Her heart skipped when the soft strains of a song reached her ears, delivered in a seductive tenor. “Her smiles, her frowns, her ups, her downs are second nature to me now, like breathing out and breathing in.”
The song was from My Fair Lady. The voice was Andrew’s. She knew it without looking. She stared into the canyon below, unsure what she was supposed to say. She was torn between kissing him and telling him to go to Hell. Either way, she’d make a fool of herself.
“I don’t get any applause?” he asked.
She crossed her arms, more to keep herself in check than anything.
“One of the things I love most about this place is the solitude. If you want that, tell me and I’ll leave.” The playfulness faded from his voice, but the kindness lingered.
She clenched her jaw and dug her fingers into her arms, to keep from reacting.
“I’ll go away anyway, if you’re not going to look at me. But I’m going to tell you what I’m thinking first.” He paused for several seconds. “No answer? That’s fair. I’ve never met anyone like you. From that very first night, you looked past everything I am, to peer into my soul. Which is really kind of terrifying. I’ve got a lot of shadows and skeletons lurking in there. It never mattered how much you saw; you didn’t flinch. You wanted to know more, but not to judge.”
A raw sensation clawed at her throat, and she wanted to ask what his point was. She wouldn’t give him that satisfaction.

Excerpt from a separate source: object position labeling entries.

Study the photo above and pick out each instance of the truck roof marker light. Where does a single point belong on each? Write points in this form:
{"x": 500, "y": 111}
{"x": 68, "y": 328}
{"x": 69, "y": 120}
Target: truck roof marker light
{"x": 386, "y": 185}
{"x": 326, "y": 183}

“I know that’s who you are. You didn’t do that for me, because I’m special,” he said.
She choked back the but you are that struggled to be heard.
He sighed. “We made a connection, and it goes deeper than friendship and sex. It’s exactly what you said the other day, and that’s how I know I’m not the only one who feels it.”
That snapped her control. She whirled and stalked toward him. “Of course I feel that way. You don’t have to be a good guesser, to figure it out. I told you, and you pushed me out anyway. Wrapped the rejection in the same stupid bullshit everyone feeds me—it’s for your own good. When I called you on it, you lied to my face and told me you didn’t care.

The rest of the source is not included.